When 32-year-old Calvin Dark bumps into people he hasn’t seen in a few years, they always ask, “What happened?” Part of it’s obvious. He shed 130 pounds from his formerly 345-pound frame. But what really happened was that he asked for help.
For years, he’d regularly show up at Balance Gym (and before that, Thomas Circle Sports Club, which was at the same location), get on the last treadmill in the corner to walk and then do some stationary biking. He never seemed to get any smaller, which was nothing new for Dark, who’d struggled with his weight his entire life.
But with the big 3-0 approaching and diabetes on both sides of his family, Dark got increasingly worried about what the extra pounds would mean for his long-term health. So when Balance’s Jermaine Ennis approached him to see whether he’d be interested in personal training, Dark went for it. “I had just paid my last car payment.
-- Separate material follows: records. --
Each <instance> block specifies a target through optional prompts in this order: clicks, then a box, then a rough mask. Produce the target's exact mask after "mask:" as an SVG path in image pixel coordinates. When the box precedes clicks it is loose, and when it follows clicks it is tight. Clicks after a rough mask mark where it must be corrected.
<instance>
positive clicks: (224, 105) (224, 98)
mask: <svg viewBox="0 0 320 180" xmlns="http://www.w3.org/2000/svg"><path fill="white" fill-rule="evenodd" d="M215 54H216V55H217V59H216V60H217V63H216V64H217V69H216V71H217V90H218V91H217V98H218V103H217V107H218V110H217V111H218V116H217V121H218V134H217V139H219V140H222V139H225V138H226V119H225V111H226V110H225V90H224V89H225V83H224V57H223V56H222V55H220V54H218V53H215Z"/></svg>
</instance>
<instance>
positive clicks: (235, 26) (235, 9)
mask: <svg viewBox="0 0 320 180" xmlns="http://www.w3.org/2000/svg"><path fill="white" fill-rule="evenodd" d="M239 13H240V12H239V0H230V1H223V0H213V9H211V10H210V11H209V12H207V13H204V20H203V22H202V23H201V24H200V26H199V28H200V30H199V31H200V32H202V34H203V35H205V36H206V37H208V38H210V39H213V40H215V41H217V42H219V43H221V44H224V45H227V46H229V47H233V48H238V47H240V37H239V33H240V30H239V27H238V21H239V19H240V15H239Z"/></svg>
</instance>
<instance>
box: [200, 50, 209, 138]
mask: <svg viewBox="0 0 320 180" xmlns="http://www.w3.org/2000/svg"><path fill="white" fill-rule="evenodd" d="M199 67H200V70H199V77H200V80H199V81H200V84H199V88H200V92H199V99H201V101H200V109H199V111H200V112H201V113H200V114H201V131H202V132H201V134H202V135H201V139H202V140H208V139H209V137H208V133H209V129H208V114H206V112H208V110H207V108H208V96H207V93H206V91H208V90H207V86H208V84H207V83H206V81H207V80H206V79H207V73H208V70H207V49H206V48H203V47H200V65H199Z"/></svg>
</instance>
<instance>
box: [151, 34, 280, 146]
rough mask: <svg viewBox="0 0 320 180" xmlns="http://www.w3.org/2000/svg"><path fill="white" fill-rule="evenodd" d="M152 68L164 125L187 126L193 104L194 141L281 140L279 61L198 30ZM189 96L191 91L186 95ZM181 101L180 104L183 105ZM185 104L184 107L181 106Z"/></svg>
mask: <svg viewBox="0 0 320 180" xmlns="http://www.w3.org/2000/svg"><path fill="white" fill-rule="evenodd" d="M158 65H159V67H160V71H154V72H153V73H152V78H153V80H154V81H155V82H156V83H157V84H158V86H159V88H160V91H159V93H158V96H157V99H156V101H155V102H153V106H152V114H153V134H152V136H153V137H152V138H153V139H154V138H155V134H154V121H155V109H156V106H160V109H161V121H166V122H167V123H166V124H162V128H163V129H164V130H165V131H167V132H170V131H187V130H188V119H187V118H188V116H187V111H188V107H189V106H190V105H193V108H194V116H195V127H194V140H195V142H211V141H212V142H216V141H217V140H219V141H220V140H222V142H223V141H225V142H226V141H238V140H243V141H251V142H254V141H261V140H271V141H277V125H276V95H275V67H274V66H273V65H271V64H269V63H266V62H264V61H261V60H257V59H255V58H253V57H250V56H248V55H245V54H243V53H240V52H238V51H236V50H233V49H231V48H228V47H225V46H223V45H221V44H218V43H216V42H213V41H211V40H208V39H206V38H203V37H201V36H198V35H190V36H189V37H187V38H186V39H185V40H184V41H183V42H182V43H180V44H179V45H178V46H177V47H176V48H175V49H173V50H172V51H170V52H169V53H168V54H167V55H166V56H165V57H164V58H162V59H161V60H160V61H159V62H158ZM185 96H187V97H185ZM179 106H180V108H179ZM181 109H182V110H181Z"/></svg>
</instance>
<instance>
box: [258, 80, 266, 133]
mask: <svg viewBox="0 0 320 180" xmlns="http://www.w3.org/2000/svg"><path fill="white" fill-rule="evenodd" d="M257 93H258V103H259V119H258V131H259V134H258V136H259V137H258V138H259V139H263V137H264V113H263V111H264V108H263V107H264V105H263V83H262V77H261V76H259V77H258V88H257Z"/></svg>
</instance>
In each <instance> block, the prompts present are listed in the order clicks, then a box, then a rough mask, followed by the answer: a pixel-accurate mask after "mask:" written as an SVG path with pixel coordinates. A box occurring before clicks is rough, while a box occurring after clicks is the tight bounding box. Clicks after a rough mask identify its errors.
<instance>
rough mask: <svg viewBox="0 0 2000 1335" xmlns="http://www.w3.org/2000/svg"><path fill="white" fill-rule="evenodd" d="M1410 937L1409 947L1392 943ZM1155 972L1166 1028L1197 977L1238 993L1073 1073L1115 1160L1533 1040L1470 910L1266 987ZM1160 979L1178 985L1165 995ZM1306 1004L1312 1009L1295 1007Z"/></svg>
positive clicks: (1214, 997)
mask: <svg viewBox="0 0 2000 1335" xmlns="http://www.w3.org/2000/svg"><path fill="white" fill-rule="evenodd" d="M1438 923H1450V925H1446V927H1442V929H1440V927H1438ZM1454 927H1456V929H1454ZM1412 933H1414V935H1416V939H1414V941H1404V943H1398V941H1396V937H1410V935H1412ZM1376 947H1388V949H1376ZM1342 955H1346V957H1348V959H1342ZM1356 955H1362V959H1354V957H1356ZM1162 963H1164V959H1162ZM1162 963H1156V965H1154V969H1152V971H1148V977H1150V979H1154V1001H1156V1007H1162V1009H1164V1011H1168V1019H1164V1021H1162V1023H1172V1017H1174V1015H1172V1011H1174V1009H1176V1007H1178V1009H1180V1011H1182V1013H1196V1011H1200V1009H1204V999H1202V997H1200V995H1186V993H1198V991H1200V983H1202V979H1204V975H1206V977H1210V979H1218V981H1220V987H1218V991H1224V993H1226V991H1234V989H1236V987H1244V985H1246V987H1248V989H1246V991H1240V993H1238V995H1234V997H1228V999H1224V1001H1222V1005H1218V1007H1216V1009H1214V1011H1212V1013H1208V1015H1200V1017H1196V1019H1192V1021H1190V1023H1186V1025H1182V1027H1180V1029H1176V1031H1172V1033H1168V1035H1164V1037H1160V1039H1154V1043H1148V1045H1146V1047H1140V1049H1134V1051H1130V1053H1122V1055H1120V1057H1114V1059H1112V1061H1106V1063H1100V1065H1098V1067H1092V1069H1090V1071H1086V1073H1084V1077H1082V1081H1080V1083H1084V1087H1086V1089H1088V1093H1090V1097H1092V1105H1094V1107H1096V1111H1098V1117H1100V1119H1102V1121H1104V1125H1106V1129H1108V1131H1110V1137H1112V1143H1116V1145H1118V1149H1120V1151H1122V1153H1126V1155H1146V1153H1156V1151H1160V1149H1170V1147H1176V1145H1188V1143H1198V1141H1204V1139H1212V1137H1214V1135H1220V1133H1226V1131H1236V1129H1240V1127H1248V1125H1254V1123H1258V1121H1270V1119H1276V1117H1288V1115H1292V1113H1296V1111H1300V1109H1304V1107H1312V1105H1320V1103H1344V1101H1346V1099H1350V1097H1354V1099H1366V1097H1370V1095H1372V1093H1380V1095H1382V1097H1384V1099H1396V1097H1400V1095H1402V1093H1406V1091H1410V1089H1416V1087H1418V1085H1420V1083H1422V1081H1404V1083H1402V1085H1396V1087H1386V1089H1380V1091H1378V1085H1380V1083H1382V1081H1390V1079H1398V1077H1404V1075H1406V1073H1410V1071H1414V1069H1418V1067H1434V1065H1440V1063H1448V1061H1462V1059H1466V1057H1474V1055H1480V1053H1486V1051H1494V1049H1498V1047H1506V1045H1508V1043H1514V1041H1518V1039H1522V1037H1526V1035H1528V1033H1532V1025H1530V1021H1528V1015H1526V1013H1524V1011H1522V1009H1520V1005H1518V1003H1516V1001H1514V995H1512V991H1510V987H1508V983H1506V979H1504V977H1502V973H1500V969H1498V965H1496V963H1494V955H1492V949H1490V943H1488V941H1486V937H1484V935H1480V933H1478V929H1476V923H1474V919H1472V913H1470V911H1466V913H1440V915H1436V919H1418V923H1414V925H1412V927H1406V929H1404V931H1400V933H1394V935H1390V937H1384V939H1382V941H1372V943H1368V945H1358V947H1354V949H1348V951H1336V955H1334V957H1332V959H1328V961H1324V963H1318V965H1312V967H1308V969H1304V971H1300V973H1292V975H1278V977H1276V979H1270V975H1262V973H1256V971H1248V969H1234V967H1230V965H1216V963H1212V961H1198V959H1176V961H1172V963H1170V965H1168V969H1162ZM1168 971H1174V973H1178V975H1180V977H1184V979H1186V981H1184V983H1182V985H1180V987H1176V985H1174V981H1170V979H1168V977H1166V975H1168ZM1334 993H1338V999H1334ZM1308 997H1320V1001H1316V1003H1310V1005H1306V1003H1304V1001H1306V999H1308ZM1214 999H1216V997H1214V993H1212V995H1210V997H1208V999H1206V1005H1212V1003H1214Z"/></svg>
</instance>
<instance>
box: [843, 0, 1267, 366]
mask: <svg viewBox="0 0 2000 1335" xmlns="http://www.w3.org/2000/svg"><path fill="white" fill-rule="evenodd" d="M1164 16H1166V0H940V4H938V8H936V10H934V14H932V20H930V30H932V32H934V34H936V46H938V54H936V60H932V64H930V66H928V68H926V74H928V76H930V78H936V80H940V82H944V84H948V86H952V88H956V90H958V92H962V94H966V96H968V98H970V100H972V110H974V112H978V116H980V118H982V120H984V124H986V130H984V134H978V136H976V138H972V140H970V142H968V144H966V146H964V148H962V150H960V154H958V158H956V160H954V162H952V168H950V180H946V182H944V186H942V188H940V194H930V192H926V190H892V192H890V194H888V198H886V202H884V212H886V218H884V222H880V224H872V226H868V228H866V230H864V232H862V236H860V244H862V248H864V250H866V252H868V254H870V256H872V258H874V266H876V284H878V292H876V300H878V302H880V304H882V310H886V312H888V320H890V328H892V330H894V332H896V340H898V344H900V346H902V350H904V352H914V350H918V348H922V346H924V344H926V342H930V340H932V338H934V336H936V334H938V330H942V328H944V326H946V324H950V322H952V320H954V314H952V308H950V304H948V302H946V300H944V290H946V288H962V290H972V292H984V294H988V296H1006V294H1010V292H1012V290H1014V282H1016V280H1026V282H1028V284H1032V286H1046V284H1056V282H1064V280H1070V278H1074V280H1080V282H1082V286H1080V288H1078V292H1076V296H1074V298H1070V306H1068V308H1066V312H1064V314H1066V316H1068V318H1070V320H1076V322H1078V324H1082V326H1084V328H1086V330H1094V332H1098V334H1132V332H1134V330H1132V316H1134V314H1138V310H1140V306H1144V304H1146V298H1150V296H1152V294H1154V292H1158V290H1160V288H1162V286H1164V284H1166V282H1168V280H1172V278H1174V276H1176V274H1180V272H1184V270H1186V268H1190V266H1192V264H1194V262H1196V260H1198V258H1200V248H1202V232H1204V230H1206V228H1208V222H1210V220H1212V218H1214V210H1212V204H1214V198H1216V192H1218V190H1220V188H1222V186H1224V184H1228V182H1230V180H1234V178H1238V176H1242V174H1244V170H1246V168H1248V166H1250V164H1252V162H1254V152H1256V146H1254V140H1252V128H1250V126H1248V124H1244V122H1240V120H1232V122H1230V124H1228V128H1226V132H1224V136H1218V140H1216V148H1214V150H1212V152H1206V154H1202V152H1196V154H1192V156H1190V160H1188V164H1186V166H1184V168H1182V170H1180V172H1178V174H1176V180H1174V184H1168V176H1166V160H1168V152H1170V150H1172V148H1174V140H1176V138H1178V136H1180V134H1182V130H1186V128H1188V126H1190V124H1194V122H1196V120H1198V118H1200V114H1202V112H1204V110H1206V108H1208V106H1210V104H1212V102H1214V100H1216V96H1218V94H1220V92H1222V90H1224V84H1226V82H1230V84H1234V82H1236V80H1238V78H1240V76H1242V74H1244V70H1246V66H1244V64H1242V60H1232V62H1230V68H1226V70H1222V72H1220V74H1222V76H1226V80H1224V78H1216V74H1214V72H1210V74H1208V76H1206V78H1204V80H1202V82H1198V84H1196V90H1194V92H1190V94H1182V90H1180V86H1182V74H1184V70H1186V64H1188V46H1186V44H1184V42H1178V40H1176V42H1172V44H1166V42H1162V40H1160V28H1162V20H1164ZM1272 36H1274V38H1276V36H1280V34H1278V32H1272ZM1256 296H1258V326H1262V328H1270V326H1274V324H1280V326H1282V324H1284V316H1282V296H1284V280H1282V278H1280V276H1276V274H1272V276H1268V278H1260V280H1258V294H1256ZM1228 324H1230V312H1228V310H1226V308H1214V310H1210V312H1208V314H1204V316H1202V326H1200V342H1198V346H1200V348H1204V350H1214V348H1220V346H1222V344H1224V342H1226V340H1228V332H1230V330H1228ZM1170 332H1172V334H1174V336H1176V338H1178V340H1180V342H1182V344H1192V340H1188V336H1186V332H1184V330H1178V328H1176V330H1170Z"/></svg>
I figured if I can give Hyundai hundreds of dollars a month, I could give it to myself for one month,” he says.
After Dark’s first session with Ennis, he felt — really felt — how much harder he had worked than usual. Despite the soreness, however, he appreciated that Ennis managed to hit the right level of intensity. It was enough to get results, but not so much that he felt frustrated and wanted to quit.
“Some people have the wrong impression of what personal training is for,” Dark says. “It’s not that I didn’t have the motivation.” What he needed was guidance.
Ennis persuaded him to talk to a nutritionist, which is another resource Dark had never considered. Although he wasn’t a junk food eater, the professional help steered him to some simple swaps. In his coffee and tea, he’d gotten into the habit of dumping in a ton of sugar. “By switching to Splenda, I saved hundreds of calories a day,” he says. He cut down on carbs and upped his daily allotment of veggies.
“It wasn’t a drastic diet, and I wasn’t working out eight times a week,” says Dark, who began with one personal training session each week before upping it to two. In 19 months, he reached the weight he’s now successfully maintained for two years. Looking back, Dark recognizes that he probably could have taken off pounds even faster if he’d chosen a more drastic approach. “But I like how I did it,” he says.
And Dark likes exercise a lot more now that he’s expanded his horizons beyond the treadmill. “I was the least coordinated person,” he says. He quickly proved that to Ennis when they were doing a boxing drill and Dark accidentally punched his trainer in the face. But gradually, Dark learned to feel comfortable in his body and around the gym.
Back before he’d started the personal training, Dark had attempted a Spin class. “I lasted 15 minutes; that was it,” he says. So when he got back on a bike two years later, he was surprised to find he didn’t just survive it. He loved it. After quickly becoming a regular at Stacy Martin’s classes, she persuaded him to get certified to teach.
Now instead of getting personal training, Dark is leading classes. His message to students? “If I can do it, you can do it.” And he’s there to help.